Detailed Narrative
Strong Q4 Caps a Solid FY25
FY25 PAT at Rs 26,373 crores (up 6% YOY) with ROA/ROE of 1.77%/16.89%. Core operating profit grew 13% YOY to Rs 39,916 crores. Q4 specifically saw ROA of 1.88% and ROE of 17.11%. FY25 NIM at 3.98% maintained 18bps cushion over through-cycle guidance. Operating expenses grew only 6% YOY vs 30% in FY24.
Deposit Momentum Picks Up in Q4
Period-end deposits grew 7% QOQ, stronger than recent quarters. QAB deposits grew 9% YOY. SA NTB deposits up 19% YOY with balances per account up 17% YOY. Bank opened 170 branches in Q4, 500 for full year. Burgundy AUM grew 10% YOY. LCR outflow rate improved 340bps over 3 years.

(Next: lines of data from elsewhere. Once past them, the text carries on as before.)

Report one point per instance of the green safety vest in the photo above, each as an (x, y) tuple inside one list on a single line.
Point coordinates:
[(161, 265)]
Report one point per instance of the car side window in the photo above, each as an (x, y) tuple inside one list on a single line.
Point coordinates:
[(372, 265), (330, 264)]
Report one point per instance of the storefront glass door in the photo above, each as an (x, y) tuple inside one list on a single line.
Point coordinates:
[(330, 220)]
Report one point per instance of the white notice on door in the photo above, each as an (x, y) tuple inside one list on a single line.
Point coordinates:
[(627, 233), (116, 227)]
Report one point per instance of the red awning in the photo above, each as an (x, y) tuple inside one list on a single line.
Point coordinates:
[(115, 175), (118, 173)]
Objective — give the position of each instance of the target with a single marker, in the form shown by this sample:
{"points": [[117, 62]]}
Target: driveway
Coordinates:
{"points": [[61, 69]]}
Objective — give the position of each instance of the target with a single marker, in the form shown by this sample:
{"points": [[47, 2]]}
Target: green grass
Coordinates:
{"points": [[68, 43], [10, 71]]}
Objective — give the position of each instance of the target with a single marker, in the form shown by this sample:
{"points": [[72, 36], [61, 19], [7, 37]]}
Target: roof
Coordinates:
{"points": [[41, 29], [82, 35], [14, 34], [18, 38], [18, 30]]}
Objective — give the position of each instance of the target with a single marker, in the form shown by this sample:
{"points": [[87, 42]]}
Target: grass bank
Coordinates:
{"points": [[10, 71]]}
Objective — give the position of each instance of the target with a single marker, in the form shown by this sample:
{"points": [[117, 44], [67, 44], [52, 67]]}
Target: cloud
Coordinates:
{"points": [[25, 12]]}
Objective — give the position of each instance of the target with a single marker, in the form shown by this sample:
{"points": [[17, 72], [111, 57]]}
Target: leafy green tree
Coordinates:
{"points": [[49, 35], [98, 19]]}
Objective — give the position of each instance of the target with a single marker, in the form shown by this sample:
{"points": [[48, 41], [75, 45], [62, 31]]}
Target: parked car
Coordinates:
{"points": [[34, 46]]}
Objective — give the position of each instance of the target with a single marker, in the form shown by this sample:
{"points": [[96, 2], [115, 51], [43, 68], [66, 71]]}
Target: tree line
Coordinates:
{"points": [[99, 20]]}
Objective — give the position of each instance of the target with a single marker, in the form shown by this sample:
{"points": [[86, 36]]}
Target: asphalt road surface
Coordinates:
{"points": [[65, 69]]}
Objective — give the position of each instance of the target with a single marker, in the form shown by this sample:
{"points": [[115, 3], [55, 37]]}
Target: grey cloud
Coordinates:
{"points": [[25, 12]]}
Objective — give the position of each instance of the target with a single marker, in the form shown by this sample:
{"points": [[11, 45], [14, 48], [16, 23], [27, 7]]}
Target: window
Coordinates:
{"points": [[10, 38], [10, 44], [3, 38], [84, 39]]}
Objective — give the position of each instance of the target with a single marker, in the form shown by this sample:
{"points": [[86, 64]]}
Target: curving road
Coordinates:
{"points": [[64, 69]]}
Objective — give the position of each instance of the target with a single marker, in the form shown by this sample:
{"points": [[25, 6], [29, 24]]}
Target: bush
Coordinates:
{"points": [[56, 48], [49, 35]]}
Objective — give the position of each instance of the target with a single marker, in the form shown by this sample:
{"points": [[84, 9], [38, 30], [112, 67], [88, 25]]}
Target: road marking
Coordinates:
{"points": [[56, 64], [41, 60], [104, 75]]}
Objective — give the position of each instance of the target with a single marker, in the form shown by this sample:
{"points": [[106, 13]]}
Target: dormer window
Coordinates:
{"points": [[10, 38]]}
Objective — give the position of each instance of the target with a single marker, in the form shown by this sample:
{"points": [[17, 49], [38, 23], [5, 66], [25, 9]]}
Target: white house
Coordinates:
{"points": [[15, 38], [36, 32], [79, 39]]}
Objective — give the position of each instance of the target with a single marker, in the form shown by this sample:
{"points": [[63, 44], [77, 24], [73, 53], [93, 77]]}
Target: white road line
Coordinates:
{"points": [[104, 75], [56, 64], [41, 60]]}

Asset Quality Improves; FY26 Classification Changes Flagged
GNPA declined to 1.28% (down 15bps YOY, 18bps QOQ). NNPA at 0.33%. Gross slippages at Rs 4,805 crores, declining 12% QOQ. Net credit cost at 0.50% in Q4. However, management flagged more stringent classification criteria for FY26 particularly around OTS accounts. Rs 801 crores NARCL SR recovery booked; Rs 537 crores interest on SRs deferred.
RAROC-Driven Growth Strategy
Loans grew 8% YOY and 3% QOQ with retail at 60%, corporate at 29%, CBG at 11%. CBG grew 14% YOY. In constrained deposit environment, bank prioritized assets with highest RAROC - LAP over home loans, for example. Retail disbursements grew 15% QOQ in Q4 from secured segments. 72% of retail book is secured.

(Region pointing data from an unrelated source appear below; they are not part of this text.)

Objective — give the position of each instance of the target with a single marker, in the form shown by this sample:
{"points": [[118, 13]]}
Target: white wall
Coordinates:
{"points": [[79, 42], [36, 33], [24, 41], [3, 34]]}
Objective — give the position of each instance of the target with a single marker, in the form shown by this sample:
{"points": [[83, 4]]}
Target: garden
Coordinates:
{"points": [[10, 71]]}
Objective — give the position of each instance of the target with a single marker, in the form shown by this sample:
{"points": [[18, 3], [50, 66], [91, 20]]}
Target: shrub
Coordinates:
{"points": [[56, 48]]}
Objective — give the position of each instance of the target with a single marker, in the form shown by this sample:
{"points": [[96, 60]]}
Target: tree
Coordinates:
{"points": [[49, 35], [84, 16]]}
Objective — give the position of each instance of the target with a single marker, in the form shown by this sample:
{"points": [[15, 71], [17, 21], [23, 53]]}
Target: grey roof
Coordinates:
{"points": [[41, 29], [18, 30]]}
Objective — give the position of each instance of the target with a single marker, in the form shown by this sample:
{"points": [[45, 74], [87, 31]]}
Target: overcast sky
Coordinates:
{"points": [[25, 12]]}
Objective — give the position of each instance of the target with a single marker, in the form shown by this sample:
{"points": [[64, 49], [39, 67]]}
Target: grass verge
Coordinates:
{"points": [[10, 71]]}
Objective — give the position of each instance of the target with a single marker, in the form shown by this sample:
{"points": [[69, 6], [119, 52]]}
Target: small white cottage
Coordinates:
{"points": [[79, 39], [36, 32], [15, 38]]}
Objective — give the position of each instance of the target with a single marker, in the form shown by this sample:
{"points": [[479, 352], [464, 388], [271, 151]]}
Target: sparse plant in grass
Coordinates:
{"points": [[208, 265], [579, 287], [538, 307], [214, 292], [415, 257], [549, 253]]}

ECL Readiness and Capital Position
CET1 at 14.67% with 93bps organic accretion in FY25. Rs 5,012 crores ECL provision buffer not counted in capital (37bps cushion). Management expects marginal ECL transition impact on net worth. Rs 11,957 crores cumulative non-NPA provisions. Board declared Rs 1/share dividend.